İnsanlık tarihi kadar eski olan, hastalık etmenleri; insanın varolmasıyla birlikte insanla iç içe yaşamaya başlamış, kimi zaman bu birlikte yaşam zararlı hale dönüşerek ‘endojen enfeksiyonları’ oluşturmuş; kimi zaman da dış kaynaklı hastalık etmenlerinin vücuda girmesiyle de ‘eksojen enfeksiyonlar’ meydana gelmiştir. Bunun toplumlar düzeyinde etkin olmasıyla da ‘epidemiler’ oluşmuştur.

İnsanlık tarihi kadar eski olan, hastalık etmenleri; insanın varolmasıyla birlikte insanla iç içe yaşamaya başlamış, kimi zaman bu birlikte yaşam zararlı hale dönüşerek ‘endojen enfeksiyonları’ oluşturmuş; kimi zaman da dış kaynaklı hastalık etmenlerinin vücuda girmesiyle de ‘eksojen enfeksiyonlar’ meydana gelmiştir. Bunun toplumlar düzeyinde etkin olmasıyla da ‘epidemiler’ oluşmuştur.

14. yy’da tarihe ‘kara ölüm’ olarak geçen ‘veba’ tarihin en acı ve en büyük salgınıdır. Bu salgında Avrupa nüfusunun 1/3’ü (25 milyon) çaresizlik içinde ölmüştür. Ne yazık ki insanlık bu facianın ardından altı yüzyıl sonra yeni bir çaresizlik ve çıkmazla karşı karşıyadır ki bu AIDS’dir.
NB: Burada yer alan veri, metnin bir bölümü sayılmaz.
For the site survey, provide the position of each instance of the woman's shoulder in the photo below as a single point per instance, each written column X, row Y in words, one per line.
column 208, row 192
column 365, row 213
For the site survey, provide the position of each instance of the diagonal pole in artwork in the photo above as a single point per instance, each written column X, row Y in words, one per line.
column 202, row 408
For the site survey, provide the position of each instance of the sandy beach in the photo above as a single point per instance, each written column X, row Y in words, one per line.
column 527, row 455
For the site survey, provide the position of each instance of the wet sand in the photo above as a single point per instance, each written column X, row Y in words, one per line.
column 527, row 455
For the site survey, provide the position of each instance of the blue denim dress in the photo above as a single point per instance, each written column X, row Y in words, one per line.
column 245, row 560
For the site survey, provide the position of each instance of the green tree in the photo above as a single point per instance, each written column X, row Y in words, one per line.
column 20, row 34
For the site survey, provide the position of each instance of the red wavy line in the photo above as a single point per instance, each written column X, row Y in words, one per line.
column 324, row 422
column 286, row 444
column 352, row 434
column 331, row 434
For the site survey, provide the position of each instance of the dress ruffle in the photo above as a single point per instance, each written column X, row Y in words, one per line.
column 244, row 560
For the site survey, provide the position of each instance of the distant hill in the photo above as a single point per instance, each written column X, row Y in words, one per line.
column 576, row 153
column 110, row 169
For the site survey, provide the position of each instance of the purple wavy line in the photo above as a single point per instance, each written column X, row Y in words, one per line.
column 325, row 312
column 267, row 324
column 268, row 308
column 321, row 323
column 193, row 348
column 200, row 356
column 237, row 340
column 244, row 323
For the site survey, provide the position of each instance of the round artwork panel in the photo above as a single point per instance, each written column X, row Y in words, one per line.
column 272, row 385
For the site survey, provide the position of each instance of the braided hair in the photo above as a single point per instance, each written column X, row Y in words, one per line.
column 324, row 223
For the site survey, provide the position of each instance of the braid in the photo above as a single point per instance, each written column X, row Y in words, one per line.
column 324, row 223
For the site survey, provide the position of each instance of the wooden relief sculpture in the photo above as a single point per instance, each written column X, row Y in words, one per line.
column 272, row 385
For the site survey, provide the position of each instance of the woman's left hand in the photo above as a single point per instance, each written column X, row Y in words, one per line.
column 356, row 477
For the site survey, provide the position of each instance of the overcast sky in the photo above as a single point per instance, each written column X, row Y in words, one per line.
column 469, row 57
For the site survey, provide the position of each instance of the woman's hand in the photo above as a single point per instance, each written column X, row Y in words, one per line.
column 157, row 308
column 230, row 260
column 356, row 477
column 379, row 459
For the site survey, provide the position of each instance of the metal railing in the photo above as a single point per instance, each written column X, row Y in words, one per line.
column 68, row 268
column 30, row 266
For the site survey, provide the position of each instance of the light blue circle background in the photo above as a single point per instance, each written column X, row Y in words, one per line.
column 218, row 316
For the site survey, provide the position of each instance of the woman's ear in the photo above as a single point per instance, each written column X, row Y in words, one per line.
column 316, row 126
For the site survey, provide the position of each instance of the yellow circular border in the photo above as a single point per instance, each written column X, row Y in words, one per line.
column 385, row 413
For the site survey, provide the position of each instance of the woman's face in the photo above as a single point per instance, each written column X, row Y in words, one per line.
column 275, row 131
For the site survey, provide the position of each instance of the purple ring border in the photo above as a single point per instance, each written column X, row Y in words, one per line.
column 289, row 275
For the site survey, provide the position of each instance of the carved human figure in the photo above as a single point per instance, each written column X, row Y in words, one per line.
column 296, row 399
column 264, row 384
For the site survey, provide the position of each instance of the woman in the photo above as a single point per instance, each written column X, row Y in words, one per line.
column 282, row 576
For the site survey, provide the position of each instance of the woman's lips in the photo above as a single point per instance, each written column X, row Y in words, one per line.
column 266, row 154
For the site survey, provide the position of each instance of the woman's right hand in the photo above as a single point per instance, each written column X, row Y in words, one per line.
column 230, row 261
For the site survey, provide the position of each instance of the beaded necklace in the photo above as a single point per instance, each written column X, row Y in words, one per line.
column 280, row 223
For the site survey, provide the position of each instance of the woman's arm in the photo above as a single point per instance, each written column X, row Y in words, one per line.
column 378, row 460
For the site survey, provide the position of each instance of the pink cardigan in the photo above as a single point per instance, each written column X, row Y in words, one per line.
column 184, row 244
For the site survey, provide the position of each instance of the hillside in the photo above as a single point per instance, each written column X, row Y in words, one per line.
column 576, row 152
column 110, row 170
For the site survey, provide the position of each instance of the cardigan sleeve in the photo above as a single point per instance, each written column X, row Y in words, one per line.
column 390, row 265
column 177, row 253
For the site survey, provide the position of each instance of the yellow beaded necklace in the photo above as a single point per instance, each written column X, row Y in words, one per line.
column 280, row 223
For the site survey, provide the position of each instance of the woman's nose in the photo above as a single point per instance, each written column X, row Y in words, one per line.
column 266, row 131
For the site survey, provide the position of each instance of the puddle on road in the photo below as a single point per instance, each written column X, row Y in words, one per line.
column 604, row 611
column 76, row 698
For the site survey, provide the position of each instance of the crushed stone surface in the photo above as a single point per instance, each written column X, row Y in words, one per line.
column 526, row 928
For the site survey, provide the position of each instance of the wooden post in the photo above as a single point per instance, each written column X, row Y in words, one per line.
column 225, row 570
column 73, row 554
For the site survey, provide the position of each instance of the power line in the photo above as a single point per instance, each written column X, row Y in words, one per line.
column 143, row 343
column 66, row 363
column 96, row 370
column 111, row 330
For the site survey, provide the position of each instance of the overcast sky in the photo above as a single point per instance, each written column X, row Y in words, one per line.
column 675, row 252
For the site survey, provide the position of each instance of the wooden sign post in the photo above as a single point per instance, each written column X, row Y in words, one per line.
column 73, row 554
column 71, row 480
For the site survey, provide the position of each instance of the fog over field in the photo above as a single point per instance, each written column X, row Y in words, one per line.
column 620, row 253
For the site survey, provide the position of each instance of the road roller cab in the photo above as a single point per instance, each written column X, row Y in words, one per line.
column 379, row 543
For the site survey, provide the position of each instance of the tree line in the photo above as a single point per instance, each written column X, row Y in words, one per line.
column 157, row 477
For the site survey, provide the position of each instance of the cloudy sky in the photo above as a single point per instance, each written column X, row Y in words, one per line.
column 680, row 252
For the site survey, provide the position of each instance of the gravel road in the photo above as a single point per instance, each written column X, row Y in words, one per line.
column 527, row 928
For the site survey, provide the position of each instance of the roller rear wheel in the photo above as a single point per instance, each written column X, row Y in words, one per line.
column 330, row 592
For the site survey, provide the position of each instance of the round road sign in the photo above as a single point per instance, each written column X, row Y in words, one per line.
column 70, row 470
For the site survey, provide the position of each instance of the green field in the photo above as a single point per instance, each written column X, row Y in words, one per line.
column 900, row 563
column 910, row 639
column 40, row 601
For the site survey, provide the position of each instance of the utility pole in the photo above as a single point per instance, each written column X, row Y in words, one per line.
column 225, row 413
Genellikle yaşlı İtalyan erkeklerinde, Yahudilerde ve Afrikalılarda görülen bir kanser türü vardır ki bu ‘koposisarkom’dur. Uzun yıllardan beri bilinen bu kanser, çoğunlukla dolaşım sisteminde ortaya çıkan bir tümörün, daha sonra deri ve diğer organlara bulaşarak buralarda kanser odakları oluşturması ile kendini gösterir. 1970’li yıllarda ilk kez alışılmışın dışında bir durumla karşılaşıldı. Koposisarkom ilk kez orta tabakadan genç insanlarda, hem de büyük oranda görülüyordu. Bu hastalığın koposisarkomdan farklı yeni bir hastalık olabileceği kuşkusu ile hastalık üzerinde duruldu ve AIDS’in belirtileri ilk kez o zaman saptandı. İşin ilginç tarafı, sağlıklı insanlarda hiç de önemli olmayan faktörler, bu hastalarda enfeksiyona neden oluyor ve ölüme yol açıyordu. Yapılan laboratuar çalışmalarında bu hastalarda vücut savunma sisteminin en etkili silahı olan T4 hücrelerinin toplu ölümlerle yok olduğu anlaşıldı. Bunun üzerine hastalığa ‘Kazanılmış Bağışıklık Yetersizliği Hastalığı’ anlamına gelen ‘The Acquirend Immuno Deficiney Sendrom’ yani kısaca AIDS adı verildi.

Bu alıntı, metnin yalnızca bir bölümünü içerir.